Soyuz-2-1v launches Kanopus-ST
On December 5, 2015, the Russian military launched an experimental satellite reportedly to test capability for tracking enemy submarines. The Kanopus-ST satellite rode into orbit on the second Soyuz-2-1v rocket, following the successful inaugural launch of that booster at the end of 2013.
History of Kanopus-ST project
By the mid-1980s, experiments conducted from aircraft proved that microwave radiation can be used to study properties of water in the atmosphere and in the oceans. Such important parameters as level of salinity and temperature of the sea surface could be determined by bouncing ultra-high-frequency waves, or UHFs, from the surface of water with the help of instruments known as radiometers. (764) In theory, the penetrating properties of radio waves could also be used to bounce signals off underwater objects, such as submarines. Not surprisingly, the field attracted the attention of the military.
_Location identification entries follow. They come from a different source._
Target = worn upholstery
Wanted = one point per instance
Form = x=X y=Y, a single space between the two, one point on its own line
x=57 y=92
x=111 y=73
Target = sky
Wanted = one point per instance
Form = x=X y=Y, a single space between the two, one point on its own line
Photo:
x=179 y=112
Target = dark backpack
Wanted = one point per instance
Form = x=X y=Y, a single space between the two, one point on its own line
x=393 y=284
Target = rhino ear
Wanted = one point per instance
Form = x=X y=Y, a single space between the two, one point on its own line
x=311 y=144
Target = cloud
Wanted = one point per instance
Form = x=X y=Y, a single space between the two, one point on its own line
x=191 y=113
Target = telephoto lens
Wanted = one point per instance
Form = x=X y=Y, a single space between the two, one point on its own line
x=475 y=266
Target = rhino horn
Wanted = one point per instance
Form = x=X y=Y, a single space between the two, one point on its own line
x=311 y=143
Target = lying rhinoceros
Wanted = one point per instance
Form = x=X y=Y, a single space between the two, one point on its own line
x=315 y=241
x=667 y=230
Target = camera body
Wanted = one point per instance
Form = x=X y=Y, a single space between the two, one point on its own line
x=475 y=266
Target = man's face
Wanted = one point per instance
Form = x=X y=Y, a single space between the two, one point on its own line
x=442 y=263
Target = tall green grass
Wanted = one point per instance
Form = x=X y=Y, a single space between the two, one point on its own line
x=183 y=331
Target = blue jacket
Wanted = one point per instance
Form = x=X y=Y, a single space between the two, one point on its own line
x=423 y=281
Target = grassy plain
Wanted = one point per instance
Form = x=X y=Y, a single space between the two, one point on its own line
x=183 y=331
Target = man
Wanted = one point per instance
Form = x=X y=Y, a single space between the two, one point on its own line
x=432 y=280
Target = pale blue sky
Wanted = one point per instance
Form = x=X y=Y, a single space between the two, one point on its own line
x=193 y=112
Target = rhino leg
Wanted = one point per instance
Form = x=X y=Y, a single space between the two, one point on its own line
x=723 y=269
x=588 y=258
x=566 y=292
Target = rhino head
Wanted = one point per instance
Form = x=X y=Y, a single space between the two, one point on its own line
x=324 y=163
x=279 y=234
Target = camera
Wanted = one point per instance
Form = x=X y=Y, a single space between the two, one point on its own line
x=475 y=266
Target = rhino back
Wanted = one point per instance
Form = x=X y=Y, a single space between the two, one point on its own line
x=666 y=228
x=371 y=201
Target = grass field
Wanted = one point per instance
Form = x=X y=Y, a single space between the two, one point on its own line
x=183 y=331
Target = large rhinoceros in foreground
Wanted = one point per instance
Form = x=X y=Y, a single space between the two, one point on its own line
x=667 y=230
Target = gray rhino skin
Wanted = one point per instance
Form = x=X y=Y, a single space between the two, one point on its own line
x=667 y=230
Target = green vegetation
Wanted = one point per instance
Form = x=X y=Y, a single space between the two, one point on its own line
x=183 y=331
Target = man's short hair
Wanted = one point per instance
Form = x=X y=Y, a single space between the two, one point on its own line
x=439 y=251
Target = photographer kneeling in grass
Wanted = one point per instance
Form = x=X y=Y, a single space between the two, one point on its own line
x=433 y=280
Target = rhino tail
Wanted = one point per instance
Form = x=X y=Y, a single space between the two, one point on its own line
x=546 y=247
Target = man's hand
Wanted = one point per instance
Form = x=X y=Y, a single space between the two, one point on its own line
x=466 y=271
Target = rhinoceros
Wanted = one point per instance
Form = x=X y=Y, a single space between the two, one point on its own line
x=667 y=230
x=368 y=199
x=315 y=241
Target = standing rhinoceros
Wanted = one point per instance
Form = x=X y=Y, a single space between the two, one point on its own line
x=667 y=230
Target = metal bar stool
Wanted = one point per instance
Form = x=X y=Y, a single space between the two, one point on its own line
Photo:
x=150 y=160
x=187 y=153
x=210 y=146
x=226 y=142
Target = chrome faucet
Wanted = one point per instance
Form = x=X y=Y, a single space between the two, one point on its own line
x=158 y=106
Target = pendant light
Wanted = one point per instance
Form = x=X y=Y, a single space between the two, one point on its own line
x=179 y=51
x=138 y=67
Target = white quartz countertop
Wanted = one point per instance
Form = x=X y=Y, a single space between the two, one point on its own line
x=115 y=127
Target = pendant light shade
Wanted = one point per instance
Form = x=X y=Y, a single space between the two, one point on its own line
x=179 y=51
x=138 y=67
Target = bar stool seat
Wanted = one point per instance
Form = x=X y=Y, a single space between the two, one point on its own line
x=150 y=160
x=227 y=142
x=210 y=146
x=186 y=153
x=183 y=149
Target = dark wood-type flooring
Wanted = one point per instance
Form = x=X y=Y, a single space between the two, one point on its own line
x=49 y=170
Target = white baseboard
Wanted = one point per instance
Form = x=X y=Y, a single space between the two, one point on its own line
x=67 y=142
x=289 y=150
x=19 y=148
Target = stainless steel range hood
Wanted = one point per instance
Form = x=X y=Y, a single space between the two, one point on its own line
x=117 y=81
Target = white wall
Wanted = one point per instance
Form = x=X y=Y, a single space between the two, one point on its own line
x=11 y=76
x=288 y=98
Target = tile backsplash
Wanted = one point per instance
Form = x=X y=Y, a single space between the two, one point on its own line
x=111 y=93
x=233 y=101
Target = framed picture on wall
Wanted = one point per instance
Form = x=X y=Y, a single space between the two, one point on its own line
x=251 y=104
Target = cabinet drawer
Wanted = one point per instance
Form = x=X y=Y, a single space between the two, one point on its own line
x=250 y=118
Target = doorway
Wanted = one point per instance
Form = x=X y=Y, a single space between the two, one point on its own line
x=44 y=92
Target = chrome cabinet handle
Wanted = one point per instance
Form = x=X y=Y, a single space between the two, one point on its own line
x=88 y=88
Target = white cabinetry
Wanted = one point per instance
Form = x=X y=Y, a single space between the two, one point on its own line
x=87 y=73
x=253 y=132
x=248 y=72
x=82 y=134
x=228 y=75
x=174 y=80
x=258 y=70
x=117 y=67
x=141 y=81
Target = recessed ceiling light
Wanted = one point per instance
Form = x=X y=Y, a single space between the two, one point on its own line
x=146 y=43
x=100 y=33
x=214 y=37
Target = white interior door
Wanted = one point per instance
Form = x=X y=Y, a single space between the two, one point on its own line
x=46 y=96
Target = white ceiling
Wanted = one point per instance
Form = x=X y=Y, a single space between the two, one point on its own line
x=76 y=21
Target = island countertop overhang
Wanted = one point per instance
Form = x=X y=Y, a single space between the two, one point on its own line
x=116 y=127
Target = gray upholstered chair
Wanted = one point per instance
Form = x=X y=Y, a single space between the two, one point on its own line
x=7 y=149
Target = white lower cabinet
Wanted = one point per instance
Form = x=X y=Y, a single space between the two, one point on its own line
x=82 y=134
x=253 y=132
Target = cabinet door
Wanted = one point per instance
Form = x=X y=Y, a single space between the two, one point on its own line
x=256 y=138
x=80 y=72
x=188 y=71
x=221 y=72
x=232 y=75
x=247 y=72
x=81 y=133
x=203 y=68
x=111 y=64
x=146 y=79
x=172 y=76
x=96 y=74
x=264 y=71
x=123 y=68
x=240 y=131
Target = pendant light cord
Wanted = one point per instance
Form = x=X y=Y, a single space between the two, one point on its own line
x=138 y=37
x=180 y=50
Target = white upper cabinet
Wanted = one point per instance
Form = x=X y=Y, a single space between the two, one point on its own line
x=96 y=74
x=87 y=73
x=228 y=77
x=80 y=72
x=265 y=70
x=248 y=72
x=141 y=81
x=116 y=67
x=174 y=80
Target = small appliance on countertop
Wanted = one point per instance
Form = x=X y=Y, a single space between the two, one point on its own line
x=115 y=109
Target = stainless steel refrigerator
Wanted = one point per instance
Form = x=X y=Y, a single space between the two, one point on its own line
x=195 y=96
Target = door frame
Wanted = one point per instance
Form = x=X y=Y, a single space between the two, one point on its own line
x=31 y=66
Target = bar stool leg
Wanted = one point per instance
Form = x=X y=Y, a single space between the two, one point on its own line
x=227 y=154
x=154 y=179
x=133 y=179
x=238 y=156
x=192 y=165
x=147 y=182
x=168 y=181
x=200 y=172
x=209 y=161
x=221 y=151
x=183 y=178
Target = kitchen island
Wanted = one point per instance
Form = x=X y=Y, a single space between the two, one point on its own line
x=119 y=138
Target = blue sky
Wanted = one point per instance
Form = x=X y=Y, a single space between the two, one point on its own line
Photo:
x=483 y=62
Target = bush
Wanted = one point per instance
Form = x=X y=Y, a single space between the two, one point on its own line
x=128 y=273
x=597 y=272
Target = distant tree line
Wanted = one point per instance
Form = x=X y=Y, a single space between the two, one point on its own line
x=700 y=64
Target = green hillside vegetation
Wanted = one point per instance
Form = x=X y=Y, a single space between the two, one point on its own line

In 1990, a group of Soviet engineers led by Grigory Chernyavsky at the nation's Academy of Sciences began researching the use of microwaves for monitoring oceans from space. The team claimed the development of the first "probing microwave scanner," MTV3A, which was launched on Dec. 10, 2001, onboard the Meteor-3M-1 satellite. The instrument was designed to measure crucial weather parameters, such as water content in the clouds, temperature and humidity in the atmosphere, radiation levels and wind speeds.
A more advanced UHF radiometer designated MTV3A-OK was developed for the Ukrainian Sich-1M satellite, which was launched on Dec. 24, 2004. The instrument had a wider UHF range and, in addition, featured optical, ultraviolet and infrared sensors.
The third incarnation of the Russian UHF radiometer became a part of the multi-spectral payload complex designated BIK-GYa-1. The multi-spectral suit of instruments was designed to monitor cloud cover and its water content, atmospheric humidity and temperature at different altitudes, amounts of rainfall, ocean surface temperature, including ice and snow condition, wind speed at ocean surface and dynamics of oceanic currents. Overland, the same sensors would be able to check on the condition of foliage, soil temperature and humidity and detect forest fires. (765)
The payload was miniaturized to 160 kilograms to fit into a low-cost micro-satellite, such as the Vulkan (volcano) platform developed at the turn of the 21st century at the Moscow-based VNIIEM institute. The same company also built Meteor and Kanopus satellites.